Niya N. Blair, the centre’s director, said on Wednesday that the exercise could help students understand their biases, both conscious and unconscious, but that it required proper guidance. Her team receives months of training before administering such exercises, she said.
“The wrap-up and the facilitation, that’s the most important part of it,” Blair said. “I think with any diversity activity, it’s important to understand the audience as well as your environment.”
It’s disturbing all the way around. Bernadette Hartman, parent
Hartman, who said her son has a learning disability, said that “no context was given” in class.
“It’s not that I was offended by the text,” she said. “I was offended that it wasn’t even explained properly to the students, which just furthers bias and tensions.”
Hartman asked her son about the exercise after discovering it amid his schoolwork early last week.
“He said, ‘Well, we had to rate who we would take — it was kind of like “Survivor,"'” she recalled. “So he honestly had no idea what the purpose of it was.”
Hartman contacted the school on Aug. 21 and received a voice mail message from the teacher in response, but she said the message only raised more questions. She tried unsuccessfully to reach the principal, she said, before deciding to post a photo of the exercise on Facebook. It caught the attention of other parents and a Cuyahoga Falls councilman, Adam Miller.
The councilman also posted the assignment on Facebook, stoking widespread outrage. He wrote that the project was “implanting prejudicial thoughts in these young impressionable minds.”

According to the latest census figures Cuyahoga Falls is more than 90 percent white. Source: Supplied
The assignment was not fostering a “culture of caring,” Miller wrote. “This is building a culture of animosity, antagonism & hostility!”
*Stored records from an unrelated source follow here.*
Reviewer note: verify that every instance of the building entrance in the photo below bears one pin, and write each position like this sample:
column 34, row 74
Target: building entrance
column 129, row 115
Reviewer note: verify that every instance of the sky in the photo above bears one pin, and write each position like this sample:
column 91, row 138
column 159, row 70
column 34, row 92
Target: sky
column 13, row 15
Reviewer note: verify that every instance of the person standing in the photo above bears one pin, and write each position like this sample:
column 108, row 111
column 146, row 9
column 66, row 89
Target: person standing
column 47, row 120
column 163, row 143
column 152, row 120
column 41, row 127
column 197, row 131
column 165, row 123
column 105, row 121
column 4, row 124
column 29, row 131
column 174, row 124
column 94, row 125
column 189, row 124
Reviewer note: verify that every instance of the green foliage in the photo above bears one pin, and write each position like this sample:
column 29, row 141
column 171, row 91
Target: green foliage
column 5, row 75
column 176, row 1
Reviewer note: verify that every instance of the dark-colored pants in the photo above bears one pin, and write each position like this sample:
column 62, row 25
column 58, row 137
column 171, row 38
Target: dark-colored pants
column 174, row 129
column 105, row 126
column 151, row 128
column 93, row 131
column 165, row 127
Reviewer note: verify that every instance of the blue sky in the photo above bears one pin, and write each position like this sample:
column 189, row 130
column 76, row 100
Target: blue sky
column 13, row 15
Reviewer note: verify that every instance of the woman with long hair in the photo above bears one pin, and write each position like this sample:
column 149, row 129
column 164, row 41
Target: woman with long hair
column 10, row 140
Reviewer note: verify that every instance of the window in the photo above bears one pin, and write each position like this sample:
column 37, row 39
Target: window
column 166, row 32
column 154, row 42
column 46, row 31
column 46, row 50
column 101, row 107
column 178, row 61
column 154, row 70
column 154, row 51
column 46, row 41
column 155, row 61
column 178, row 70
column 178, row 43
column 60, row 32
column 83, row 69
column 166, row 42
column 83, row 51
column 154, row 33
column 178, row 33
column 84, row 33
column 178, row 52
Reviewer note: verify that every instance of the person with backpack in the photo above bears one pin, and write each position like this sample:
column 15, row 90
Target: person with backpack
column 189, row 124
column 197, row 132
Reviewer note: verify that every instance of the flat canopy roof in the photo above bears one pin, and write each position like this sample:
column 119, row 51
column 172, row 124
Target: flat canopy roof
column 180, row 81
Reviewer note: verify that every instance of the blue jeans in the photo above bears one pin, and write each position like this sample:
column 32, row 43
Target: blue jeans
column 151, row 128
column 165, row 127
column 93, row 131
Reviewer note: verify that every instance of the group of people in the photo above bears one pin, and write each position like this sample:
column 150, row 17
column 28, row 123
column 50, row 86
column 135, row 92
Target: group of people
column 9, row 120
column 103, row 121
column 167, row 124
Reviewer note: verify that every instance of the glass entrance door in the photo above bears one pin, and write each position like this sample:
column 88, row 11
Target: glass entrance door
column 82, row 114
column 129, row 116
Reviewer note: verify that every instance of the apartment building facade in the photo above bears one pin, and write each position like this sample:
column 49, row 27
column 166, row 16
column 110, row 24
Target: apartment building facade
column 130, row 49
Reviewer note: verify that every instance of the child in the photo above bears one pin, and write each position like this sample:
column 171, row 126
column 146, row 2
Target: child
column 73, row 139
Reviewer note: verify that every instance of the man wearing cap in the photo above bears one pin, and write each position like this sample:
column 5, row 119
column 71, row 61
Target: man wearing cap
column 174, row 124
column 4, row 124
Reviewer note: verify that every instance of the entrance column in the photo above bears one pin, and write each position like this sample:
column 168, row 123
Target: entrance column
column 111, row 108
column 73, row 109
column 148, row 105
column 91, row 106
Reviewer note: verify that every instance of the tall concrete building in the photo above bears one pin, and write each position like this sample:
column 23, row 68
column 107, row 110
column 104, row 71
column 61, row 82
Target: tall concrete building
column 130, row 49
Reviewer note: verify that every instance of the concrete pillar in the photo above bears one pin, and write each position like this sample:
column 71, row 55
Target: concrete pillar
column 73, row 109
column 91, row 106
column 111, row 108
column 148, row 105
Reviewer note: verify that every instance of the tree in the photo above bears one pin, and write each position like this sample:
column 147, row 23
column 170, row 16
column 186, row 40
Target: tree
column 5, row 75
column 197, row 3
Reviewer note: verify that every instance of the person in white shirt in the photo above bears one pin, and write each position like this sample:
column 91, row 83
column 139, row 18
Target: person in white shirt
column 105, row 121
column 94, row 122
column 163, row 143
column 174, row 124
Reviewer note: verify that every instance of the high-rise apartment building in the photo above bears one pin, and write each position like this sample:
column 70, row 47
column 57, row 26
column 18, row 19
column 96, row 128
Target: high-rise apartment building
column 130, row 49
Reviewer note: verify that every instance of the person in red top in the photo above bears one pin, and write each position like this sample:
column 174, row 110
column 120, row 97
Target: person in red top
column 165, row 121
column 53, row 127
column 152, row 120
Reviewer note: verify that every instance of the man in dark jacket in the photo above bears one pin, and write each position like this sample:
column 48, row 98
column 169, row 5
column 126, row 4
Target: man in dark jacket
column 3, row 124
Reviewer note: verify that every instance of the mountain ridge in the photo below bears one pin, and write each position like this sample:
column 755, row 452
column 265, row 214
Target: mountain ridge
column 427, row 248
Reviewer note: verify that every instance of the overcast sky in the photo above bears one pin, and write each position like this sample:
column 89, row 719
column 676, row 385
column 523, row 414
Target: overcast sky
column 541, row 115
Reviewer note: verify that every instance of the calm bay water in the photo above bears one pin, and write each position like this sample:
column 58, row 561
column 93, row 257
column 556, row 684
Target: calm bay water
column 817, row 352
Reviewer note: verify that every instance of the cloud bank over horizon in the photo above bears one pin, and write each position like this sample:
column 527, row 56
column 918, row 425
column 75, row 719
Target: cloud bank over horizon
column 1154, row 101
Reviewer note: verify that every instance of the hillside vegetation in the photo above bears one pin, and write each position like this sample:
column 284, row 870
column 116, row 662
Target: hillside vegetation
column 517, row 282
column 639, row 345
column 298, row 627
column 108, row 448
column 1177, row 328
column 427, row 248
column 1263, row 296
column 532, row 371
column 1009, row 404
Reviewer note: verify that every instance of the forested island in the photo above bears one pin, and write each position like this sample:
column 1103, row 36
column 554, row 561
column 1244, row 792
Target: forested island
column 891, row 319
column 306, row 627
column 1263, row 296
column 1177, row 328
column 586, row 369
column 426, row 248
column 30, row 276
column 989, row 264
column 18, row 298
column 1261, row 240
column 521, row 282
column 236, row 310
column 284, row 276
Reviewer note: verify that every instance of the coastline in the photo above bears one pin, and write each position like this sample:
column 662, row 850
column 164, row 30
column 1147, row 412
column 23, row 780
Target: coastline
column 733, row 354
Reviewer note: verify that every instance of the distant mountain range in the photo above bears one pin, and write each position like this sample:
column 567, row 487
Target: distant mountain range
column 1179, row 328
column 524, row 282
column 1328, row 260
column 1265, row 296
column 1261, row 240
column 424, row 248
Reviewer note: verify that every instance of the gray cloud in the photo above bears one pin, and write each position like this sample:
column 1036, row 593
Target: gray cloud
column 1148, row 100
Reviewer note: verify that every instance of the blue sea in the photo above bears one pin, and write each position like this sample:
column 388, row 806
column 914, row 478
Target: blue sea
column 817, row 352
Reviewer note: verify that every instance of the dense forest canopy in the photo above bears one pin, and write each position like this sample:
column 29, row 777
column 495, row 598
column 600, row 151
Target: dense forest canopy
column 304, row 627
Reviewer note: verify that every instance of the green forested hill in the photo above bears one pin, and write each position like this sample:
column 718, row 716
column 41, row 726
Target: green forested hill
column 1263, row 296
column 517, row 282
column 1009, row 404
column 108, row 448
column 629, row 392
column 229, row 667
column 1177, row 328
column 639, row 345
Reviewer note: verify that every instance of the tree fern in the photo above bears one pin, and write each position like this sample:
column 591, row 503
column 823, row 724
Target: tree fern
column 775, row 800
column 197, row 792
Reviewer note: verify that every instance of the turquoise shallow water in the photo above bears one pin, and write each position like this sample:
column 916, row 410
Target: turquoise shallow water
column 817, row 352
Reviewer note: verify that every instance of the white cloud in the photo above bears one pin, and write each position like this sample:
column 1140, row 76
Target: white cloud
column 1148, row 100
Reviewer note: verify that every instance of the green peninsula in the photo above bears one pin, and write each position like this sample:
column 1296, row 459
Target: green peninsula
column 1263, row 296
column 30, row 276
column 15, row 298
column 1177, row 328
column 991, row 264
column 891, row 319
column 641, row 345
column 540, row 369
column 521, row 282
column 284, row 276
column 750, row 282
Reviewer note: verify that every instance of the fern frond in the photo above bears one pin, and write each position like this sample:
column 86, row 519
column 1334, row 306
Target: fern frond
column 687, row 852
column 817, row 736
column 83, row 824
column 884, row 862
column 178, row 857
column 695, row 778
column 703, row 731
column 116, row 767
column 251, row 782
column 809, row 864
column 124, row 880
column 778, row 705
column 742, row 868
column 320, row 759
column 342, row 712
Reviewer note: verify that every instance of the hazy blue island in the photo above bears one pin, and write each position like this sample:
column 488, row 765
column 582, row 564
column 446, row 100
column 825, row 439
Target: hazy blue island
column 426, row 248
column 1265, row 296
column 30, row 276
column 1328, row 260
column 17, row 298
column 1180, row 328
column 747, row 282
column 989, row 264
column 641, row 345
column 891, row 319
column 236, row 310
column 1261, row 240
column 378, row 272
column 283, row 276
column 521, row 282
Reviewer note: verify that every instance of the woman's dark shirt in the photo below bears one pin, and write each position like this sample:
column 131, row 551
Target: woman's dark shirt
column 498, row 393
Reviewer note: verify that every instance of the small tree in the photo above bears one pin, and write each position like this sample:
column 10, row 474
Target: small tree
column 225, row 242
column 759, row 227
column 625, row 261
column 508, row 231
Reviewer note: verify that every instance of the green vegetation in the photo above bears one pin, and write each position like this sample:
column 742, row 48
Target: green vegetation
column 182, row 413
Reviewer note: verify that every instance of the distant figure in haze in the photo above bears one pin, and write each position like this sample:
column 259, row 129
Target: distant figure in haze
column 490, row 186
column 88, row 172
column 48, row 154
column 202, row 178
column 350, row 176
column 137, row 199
The teacher, who has taught math and social studies at the school for 15 years, will receive a “strongly worded letter” in his personnel file indicating that he “erred in judgment,” Nichols said in an interview Tuesday.
The teacher did not respond to multiple requests for comment this week.
Cuyahoga Falls is more than 90 per cent white, according to the latest census figures.
“They call it Caucasian Falls,” said Andrea Hensley, whose 12-year-old daughter completed the assignment in her math class. “I think it’s the reason the community has to address diversity in some of these subjects, because the kids don’t have the exposure unless it’s sought out.”
Her daughter identifies as gay and wasn’t upset by the exercise, she said. She said her daughter chose the gay athlete.
“I think our kids are confronted by these labels every day,” she said. “And so what are we hiding from?”